周りを見渡して、そういった優れた人で、普段その能力や才能を見せびらかしたり自慢したりしない人は多いと感じることはないでしょうか。
しかし、そのような能力や才能を見せびらかさない人ほど、普段から見せびらかすような人と比較してどこか立派に見えないでしょうか。
例えば、学校のクラスで、普段から自分の知っている知識をひけらかしてばかりいる人がいるとします。確かに知識豊富で、頭もよいのかもしれません。しかし、あまりよくない印象を抱く人も多いでしょう。
一方、普段馬鹿なことを言って人を笑わせるような陽気なキャラクターの人がいるとします。その様子を見るからに、頭がよさそうとは思えません。しかし、いざ学校の定期テストを見てみると、学年で1番だったとしたらどうでしょうか。
多くの人が意外な能力に好印象を抱くでしょう。
「能ある鷹は爪を隠す」とは、本当に実力がある人ほど、普段は実力や才能を見せびらかさないものだというニュアンスを含むことわざです。
しかし、このことわざには、「なぜその実力や才能を隠すのか」ということに対する明確な理由は含まれていません。
これについては、場面、状況、人によるとしか言うことができません。ただ、考えられる事としては以下のことが挙げられます。

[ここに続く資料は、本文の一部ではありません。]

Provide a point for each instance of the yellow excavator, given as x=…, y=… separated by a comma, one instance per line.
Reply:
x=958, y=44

- 普段、その実力を見せないことで相手を油断させるため
- 本当に実力がある人は自信があるので、わざわざ自慢する必要性が無いため
- 本当に実力がある人ほど、自分よりも高いレベルの人がいることを知っているため
- 実力をひけらかす暇があったら、その実力を磨く努力をするべきだと考えているため
- 実力がある人ほど、謙虚である人が多いと知っているため
- 謙虚であることの大事さを知っているため
もちろん、これ以外にもあるでしょうが、多くがこのどれかに当てはまるものと考えられます。
注意としては、「脳ある鷹」ではなく「能ある鷹」です。「能」は、能力や才能・実力を指しますが、「脳」では賢さ・頭の良さしか指しません。
「能ある鷹は爪を隠す」の使い方
- 外国人に道を聞かれた友人が、流暢(りゅうちょう)な英語で道を教えてあげていて驚いた。能ある鷹は爪を隠すとはこのようなことか。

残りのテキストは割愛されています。